United States District Court, E.D. Pennsylvania

April 19, 2017

THE KNABB PARTNERSHIP, Petitioner,
v.
HOME INCOME EQUITY, LLC, Respondent.

          MEMORANDUM

          Gerald Austin McHugh United States District Judge

         This case arises out of a dispute between an architect, The Knabb Partnership (TKP), and a developer, Home Income Equity, LLC (HIE). According to TKP, HIE failed to compensate it for services rendered and made unauthorized use of its copyrighted architectural drawings. The matter was submitted to arbitration and an award was entered in TKP's favor. TKP now petitions to confirm that award, while HIE moves to vacate it on the grounds that the arbitrator demonstrated manifest disregard for the law. For the reasons set forth below, TKP's petition will be granted, and HIE's motion denied.

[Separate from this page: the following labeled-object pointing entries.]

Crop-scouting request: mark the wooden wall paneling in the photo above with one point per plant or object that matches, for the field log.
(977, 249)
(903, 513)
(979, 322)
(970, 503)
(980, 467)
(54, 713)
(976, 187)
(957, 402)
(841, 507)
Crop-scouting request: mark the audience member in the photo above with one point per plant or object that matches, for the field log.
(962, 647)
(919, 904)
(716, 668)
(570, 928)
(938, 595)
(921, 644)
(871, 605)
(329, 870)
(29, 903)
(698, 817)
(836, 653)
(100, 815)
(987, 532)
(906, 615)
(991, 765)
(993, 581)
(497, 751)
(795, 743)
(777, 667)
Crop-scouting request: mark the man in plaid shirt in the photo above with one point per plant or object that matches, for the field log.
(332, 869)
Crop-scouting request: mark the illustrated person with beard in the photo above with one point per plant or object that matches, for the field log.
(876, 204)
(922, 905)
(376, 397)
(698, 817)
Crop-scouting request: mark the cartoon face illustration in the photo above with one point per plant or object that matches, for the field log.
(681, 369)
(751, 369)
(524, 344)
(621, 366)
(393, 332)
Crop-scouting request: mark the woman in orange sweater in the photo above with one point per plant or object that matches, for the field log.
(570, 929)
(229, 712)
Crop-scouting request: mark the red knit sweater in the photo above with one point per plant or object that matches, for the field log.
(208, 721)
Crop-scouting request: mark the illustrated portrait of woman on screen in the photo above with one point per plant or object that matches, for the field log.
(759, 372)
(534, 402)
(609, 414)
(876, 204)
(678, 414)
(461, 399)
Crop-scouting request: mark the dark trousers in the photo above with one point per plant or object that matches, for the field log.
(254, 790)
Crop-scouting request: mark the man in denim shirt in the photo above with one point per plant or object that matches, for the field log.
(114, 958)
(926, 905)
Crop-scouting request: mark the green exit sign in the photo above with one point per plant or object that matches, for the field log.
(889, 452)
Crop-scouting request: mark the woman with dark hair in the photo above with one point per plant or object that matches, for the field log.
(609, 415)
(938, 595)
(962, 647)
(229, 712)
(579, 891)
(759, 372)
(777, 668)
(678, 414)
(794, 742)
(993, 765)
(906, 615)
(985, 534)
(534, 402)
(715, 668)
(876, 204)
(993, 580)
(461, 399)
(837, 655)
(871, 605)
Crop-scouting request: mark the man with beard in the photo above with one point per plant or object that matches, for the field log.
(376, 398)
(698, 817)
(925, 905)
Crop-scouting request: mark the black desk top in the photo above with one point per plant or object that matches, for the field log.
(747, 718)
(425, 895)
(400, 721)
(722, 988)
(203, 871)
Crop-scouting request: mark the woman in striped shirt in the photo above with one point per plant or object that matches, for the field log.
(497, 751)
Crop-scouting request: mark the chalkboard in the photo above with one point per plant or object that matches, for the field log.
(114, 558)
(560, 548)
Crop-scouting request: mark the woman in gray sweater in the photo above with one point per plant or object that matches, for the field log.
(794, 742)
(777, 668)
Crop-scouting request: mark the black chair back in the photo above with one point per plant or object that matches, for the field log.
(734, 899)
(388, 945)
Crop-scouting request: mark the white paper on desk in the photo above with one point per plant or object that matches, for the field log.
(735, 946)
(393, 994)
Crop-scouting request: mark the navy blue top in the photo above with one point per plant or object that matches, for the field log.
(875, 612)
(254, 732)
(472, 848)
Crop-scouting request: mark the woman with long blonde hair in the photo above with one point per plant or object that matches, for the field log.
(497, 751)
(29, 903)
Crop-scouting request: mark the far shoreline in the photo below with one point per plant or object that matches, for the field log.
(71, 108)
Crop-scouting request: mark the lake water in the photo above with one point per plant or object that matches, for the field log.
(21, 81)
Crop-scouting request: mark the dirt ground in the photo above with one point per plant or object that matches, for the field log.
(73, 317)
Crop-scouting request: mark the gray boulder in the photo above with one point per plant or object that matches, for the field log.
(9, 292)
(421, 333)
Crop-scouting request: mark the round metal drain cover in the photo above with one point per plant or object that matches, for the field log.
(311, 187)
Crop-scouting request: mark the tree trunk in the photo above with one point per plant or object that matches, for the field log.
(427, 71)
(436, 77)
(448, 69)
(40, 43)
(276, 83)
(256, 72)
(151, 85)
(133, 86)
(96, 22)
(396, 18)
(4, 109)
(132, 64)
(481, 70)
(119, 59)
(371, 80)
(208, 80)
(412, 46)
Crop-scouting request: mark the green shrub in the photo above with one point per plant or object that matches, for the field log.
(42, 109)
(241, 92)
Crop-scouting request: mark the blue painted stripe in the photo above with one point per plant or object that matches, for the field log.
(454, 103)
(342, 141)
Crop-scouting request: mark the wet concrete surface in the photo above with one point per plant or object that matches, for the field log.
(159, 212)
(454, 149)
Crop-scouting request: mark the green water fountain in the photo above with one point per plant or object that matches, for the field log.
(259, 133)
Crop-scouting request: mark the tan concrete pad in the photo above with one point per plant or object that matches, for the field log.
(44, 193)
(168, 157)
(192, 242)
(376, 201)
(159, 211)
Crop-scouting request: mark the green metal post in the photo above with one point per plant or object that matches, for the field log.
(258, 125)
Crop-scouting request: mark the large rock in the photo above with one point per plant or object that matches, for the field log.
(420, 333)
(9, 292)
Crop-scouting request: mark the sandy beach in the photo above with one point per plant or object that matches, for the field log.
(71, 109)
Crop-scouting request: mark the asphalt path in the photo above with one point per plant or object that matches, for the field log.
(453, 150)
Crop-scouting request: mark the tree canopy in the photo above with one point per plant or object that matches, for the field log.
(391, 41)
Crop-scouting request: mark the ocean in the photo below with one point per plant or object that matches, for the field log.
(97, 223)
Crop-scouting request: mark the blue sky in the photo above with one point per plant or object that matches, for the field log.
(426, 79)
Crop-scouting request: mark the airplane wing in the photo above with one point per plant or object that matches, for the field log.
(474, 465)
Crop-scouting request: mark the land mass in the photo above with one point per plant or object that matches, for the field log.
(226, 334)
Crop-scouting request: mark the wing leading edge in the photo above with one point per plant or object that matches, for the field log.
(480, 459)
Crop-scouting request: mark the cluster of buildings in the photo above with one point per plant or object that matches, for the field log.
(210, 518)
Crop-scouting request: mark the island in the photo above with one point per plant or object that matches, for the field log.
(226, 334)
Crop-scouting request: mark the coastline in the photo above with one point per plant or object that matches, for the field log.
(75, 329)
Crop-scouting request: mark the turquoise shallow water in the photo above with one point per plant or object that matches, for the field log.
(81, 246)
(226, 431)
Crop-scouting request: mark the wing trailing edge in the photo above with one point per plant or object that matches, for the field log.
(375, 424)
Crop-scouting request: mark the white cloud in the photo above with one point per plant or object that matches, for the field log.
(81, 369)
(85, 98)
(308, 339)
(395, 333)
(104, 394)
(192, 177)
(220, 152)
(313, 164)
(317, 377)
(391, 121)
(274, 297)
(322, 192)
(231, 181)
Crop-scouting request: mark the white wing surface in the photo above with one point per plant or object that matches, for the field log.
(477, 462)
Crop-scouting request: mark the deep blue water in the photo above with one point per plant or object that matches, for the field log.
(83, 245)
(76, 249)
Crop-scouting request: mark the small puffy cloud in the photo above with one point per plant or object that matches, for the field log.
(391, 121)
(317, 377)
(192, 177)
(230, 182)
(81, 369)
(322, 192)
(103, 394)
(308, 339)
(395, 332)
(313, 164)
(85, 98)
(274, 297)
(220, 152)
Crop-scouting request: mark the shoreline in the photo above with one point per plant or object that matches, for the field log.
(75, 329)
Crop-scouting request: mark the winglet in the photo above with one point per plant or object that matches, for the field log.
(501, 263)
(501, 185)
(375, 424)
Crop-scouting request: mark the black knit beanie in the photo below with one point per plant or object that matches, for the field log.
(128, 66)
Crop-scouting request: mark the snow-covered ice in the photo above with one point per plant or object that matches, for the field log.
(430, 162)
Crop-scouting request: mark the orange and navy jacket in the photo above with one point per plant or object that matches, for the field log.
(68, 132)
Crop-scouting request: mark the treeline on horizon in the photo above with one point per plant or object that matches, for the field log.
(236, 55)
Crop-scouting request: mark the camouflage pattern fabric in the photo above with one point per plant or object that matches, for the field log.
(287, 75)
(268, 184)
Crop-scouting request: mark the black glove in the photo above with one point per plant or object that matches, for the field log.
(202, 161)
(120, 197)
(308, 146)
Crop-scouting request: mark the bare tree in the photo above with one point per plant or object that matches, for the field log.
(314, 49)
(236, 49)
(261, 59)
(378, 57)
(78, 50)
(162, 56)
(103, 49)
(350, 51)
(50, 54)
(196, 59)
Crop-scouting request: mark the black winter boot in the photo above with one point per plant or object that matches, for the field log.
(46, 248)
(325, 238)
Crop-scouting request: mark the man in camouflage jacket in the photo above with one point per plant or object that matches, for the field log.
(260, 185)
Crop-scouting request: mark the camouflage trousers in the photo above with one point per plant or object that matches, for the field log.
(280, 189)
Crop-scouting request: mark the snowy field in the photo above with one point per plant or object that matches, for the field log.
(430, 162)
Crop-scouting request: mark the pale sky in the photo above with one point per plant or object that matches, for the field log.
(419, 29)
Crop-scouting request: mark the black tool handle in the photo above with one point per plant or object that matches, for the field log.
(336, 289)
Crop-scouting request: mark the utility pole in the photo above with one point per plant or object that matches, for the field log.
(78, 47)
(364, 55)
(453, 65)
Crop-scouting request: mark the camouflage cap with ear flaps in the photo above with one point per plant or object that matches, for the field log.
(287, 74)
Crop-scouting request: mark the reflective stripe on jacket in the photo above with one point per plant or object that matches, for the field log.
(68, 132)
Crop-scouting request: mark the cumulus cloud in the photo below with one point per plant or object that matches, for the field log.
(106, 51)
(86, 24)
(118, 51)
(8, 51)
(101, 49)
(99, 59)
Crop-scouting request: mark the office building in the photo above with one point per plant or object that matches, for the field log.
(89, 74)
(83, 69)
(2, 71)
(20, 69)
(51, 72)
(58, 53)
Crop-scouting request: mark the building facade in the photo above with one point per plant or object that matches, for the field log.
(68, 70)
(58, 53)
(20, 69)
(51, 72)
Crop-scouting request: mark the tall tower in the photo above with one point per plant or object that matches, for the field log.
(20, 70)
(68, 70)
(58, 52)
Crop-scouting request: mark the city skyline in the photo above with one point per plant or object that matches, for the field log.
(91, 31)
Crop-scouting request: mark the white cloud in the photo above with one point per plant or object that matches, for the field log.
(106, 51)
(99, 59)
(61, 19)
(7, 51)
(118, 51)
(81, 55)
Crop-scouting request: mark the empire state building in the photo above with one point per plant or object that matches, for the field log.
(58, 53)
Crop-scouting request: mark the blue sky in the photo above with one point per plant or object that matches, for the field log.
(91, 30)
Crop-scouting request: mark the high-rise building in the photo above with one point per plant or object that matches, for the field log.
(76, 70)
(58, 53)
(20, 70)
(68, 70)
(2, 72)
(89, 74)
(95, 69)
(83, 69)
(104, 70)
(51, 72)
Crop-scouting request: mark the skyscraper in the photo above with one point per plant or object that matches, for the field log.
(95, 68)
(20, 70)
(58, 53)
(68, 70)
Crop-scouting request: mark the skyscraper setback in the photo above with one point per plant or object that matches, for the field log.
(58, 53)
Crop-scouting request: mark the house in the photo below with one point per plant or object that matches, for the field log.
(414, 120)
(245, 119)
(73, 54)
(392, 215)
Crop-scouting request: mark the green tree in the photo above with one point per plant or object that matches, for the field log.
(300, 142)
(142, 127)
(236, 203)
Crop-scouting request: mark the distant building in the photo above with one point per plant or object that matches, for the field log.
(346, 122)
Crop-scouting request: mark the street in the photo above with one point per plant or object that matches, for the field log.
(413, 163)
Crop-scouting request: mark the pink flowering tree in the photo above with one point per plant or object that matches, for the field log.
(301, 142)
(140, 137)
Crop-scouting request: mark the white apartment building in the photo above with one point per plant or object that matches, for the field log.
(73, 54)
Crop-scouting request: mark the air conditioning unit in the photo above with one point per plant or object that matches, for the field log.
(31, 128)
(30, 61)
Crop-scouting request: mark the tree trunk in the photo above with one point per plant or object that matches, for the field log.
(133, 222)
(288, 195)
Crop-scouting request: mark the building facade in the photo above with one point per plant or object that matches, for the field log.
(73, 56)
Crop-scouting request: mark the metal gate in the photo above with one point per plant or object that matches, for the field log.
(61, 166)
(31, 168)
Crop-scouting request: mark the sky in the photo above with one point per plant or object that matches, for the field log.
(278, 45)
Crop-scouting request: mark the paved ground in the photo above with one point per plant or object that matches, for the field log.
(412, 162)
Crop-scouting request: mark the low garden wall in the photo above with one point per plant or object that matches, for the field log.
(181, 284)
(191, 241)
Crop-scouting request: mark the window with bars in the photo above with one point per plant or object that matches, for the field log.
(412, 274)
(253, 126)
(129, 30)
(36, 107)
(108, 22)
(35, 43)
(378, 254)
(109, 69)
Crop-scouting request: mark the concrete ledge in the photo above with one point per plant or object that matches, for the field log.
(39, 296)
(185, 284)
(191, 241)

         I. UNDERLYING FACTS

         On September 26, 2008, HIE and TKP entered into an agreement whereby TKP agreed to design an 80-unit development that HIE planned to build in Brookhaven, Pennsylvania (the Brookhaven Project). TKP prepared architectural drawings in due course, which it copyrighted before submitting to HIE. HIE accepted these drawings without complaint but failed to pay TKP the agreed-upon fee. Moreover, HIE passed along TKP's drawings to a successor architect, Brett Hand, and directed Hand to sign and affix his seal to drawings after removing any attribution to TKP.

         TKP sued HIE for breach of contract, for interest and penalties under Pennsylvania's Contractor and Subcontractor Payment Act, and for copyright infringement under the Federal Copyright Act. Under the terms of TKP's contract with HIE (the Agreement), “any claim, dispute or other matter in question arising out of or related to this Agreement” was subject to arbitration. Dkt. 1 Ex. A at 7. Accordingly, TKP filed a demand for arbitration and the parties eventually chose Richard Lowe, Esq., a highly experienced and respected practitioner in his field, to resolve the dispute. Lowe held evidentiary hearings on December 19 and 20, 2016, during which both parties were represented by counsel and called witnesses. At Lowe's request, both parties submitted post-hearing briefs on January 6; closing arguments were held on January 9; and on January 17, the parties submitted a stipulated list of exhibits to be admitted into evidence. On January 23, Lowe issued a Partial Final Award in TKP's favor, ordering HIE to pay $401, 402.79. This figure included $32, 319.85 attributable to “predevelopment expenses” and $40, 000 for “anticipated profits.” Dkt. 1 Ex. D at 1. Lowe also permanently enjoined HIE from “using, relying upon, copying, preparing derivative works based upon, or otherwise infringing upon, directly or indirectly, ” the architectural drawings at issue. Id. at 2. Finally, Lowe awarded attorneys' fees and litigation costs to TKP as the prevailing party.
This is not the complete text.